From the lake in front of her place I could see her gardens, the lushness of the tangled vines containing the bounty of her loving care; a care that comes from knowing that what you nurture comes back to nurture you, nourishing your body and your soul.
When we docked later, walking up to put the paddles and life vests away, I sensed a quality to life itself that reminded me of the freedom that comes from letting go of the future, living in the now, allowing life to unfold moment by divine moment.

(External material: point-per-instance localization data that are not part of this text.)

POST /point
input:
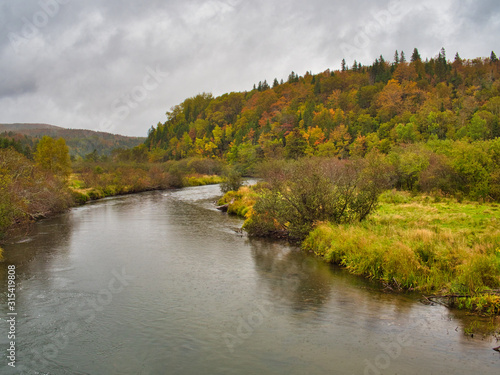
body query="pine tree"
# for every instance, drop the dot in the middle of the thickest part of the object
(344, 65)
(415, 56)
(493, 57)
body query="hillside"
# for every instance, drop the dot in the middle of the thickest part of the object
(80, 141)
(340, 113)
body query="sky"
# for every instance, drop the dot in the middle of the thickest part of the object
(119, 65)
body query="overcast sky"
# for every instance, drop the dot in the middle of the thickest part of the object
(119, 65)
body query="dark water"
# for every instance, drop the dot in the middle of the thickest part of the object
(160, 283)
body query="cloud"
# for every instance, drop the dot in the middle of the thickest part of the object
(76, 64)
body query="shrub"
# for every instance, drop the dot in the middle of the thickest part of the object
(300, 193)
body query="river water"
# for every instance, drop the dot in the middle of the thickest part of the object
(162, 283)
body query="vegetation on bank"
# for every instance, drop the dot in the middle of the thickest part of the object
(47, 182)
(339, 113)
(436, 244)
(433, 245)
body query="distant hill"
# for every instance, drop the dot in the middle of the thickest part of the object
(80, 141)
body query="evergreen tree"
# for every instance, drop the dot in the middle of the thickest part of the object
(415, 56)
(402, 59)
(396, 57)
(493, 57)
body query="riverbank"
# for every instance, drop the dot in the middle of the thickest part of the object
(29, 193)
(107, 186)
(433, 245)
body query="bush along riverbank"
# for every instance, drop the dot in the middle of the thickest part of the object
(445, 249)
(47, 183)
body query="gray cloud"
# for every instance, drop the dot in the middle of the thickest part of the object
(88, 64)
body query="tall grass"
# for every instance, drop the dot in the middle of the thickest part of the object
(419, 244)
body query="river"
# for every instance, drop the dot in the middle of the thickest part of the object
(163, 283)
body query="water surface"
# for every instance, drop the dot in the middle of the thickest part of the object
(162, 283)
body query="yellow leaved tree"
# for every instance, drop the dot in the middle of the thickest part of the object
(53, 155)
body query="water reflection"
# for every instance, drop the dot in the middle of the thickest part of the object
(291, 278)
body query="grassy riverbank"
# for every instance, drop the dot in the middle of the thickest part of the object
(431, 244)
(31, 190)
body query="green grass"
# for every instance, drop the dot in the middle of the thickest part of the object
(200, 180)
(420, 243)
(241, 201)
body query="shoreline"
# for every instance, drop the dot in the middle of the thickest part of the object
(442, 249)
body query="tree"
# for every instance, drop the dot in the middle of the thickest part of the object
(343, 65)
(396, 57)
(415, 56)
(296, 145)
(402, 59)
(493, 57)
(53, 155)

As I drove away later, that quality of light stayed with me and remained for the rest of the day. Time is a tricky litle thing. I got a glimpse into it that day, a glimpse of the absence of it, actually. It's not about going forward, or going backward, or passing into any where. It's really all about the Light.
Saturday, August 15, 2009
Back in the summer of '85, a song I had co-written, "Minnesota Nights and Northern Lights," became "the # 1 song in the north country" according to the DJ's giving it massive amounts of airplay that summer. It was also "the most requested song" on many stations across Minnesota and other areas of the upper-Midwest. It had been recorded by Steve Hall and Southbound 76. It became their "signature song." I was there when they performed it in the bandstand at the Minnesota State Fair later that summer. It was a nice time for me, as music had always played a major role in my life.
Last summer my son, Coleman, googled the song title and, lo and behold, someone on Wikipedia was looking for a copy of it. So, I responded and sent him one. I have since sent out copies to many others who were also looking for it. It's nice to have it remembered by so many people, all of whom have good memories around it.

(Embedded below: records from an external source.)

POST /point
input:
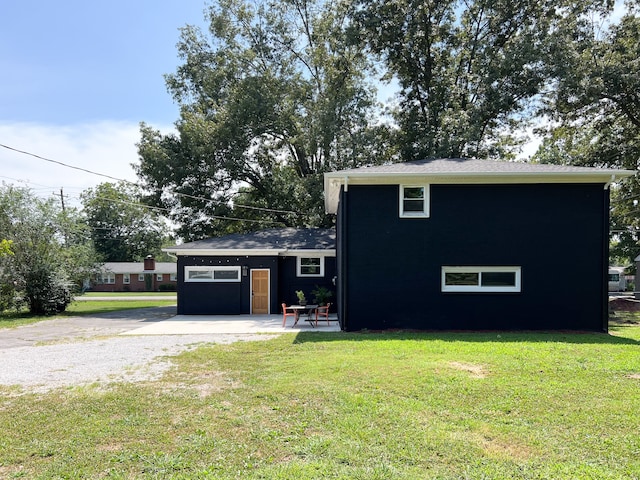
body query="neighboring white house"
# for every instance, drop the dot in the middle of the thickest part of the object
(147, 276)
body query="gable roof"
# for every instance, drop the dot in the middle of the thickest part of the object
(275, 241)
(461, 171)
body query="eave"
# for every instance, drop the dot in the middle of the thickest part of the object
(333, 181)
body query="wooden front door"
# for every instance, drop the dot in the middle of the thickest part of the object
(260, 292)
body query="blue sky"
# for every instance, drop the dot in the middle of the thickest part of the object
(77, 78)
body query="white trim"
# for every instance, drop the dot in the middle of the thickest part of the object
(211, 278)
(299, 266)
(424, 213)
(517, 287)
(268, 289)
(206, 252)
(334, 180)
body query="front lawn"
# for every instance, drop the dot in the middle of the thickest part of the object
(349, 406)
(84, 307)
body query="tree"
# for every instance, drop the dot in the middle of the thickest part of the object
(594, 111)
(469, 71)
(274, 97)
(48, 252)
(123, 229)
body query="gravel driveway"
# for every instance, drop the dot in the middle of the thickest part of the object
(85, 350)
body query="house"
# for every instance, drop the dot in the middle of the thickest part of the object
(253, 273)
(471, 244)
(147, 276)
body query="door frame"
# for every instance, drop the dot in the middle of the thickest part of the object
(268, 270)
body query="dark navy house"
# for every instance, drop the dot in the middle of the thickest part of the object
(471, 244)
(253, 273)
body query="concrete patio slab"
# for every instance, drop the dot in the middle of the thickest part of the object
(231, 324)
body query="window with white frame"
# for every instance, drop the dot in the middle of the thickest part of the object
(481, 279)
(211, 274)
(310, 266)
(108, 278)
(414, 201)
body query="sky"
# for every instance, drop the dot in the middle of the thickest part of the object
(76, 79)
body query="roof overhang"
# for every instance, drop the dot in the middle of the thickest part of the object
(210, 252)
(333, 181)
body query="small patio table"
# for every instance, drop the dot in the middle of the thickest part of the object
(302, 309)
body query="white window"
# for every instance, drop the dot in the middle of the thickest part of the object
(481, 279)
(108, 278)
(414, 201)
(310, 266)
(211, 274)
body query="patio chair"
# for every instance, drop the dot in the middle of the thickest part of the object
(323, 311)
(288, 312)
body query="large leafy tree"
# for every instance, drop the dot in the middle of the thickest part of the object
(594, 111)
(271, 98)
(468, 70)
(49, 254)
(122, 228)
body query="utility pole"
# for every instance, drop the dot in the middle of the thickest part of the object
(61, 199)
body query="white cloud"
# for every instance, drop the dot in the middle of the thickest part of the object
(104, 147)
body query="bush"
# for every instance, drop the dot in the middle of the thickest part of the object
(9, 298)
(46, 293)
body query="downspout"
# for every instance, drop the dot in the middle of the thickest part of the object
(343, 277)
(605, 259)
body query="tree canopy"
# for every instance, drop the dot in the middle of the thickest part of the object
(122, 228)
(275, 94)
(594, 113)
(271, 98)
(47, 254)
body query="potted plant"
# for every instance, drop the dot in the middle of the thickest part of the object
(302, 300)
(321, 295)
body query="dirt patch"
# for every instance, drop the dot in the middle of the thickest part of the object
(476, 371)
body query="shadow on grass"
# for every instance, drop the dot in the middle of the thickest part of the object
(479, 336)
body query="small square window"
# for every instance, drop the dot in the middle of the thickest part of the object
(310, 266)
(414, 201)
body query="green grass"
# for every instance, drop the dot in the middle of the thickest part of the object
(83, 307)
(349, 406)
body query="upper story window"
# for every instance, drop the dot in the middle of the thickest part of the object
(414, 201)
(310, 266)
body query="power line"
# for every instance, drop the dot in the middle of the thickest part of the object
(63, 164)
(249, 207)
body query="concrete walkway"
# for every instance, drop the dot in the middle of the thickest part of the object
(232, 324)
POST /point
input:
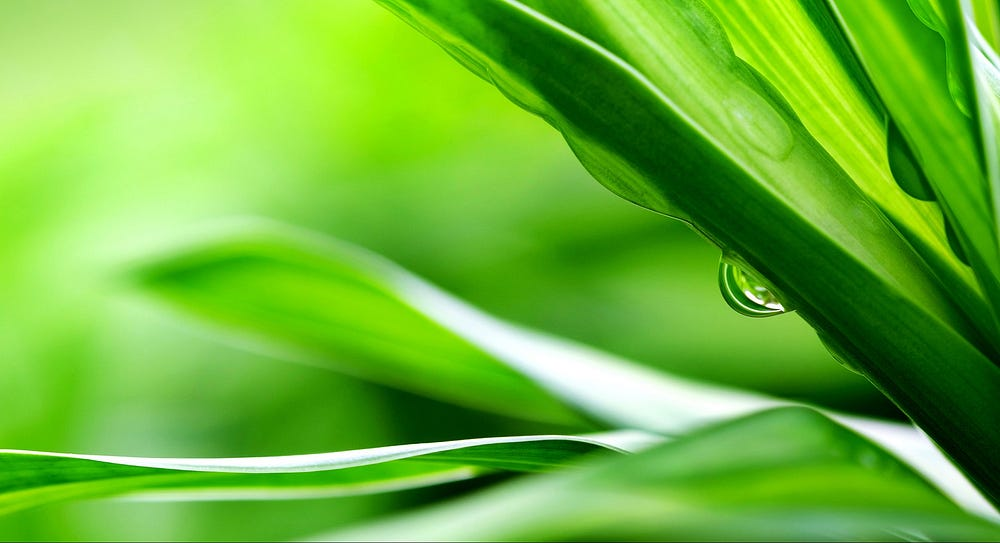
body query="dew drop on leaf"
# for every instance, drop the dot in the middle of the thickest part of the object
(746, 293)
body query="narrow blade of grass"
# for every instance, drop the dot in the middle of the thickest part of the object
(30, 478)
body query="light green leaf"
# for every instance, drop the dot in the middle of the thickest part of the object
(921, 44)
(798, 47)
(235, 280)
(787, 474)
(655, 103)
(334, 305)
(29, 478)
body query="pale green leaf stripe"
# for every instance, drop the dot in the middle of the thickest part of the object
(782, 475)
(655, 103)
(31, 478)
(797, 46)
(255, 258)
(901, 54)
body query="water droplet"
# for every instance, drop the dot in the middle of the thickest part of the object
(747, 293)
(758, 123)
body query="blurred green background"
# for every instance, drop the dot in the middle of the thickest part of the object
(125, 124)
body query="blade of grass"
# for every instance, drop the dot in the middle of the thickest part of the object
(30, 478)
(655, 103)
(618, 393)
(797, 476)
(798, 47)
(926, 48)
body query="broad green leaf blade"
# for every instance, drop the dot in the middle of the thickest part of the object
(787, 474)
(608, 389)
(29, 478)
(655, 103)
(986, 69)
(925, 48)
(333, 305)
(798, 47)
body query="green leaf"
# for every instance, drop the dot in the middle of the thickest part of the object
(925, 48)
(330, 304)
(787, 474)
(655, 103)
(251, 262)
(797, 46)
(29, 478)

Recently I received a request for it from a soldier serving in Afghanistan. He said, "It will remind me of better times." His name is John. He's with the 82nd Airborne Division as a helicopter maintenance technician Warrant Officer. He said, "It's nothing meritorious." This is his second tour of duty there, plus one in Iraq. That sounds pretty meritorious to me.
Sitting at my computer, visiting with this soldier from Minnesota, enlarges my world-view and gives me a fresh perspective on this war because of the people who are serving there. It's not a news story. It's real. And real people are out there every day responding to their sense of duty. I'm glad my song is keeping him company.
Another interesting aspect of this involves my son, Coleman Coughlin, who is lead guitarist for a metal band called Severed Nerve. They recently put out their first CD,"The Y Incision." It's being listened to by soldiers in Iraq. How cool is that?
Well, the only thing that would make it cooler is if they all got to come home; John, in Afghanistan, and all the other soldiers there and in Iraq.
Now would be good.
Tuesday, August 4, 2009
Dave is the handy man to end all handy men, a true jack-of-all-trades. It's a nice relationship. He works on the house. I get to look at his pickup truck. He said he bought it in almost pristine shape, body-wise. It only needed a paint job. And what a paint job it received. It's as red as red can be and shiny to match. It's a thing of beauty.
I've attached images. Isn't it cool?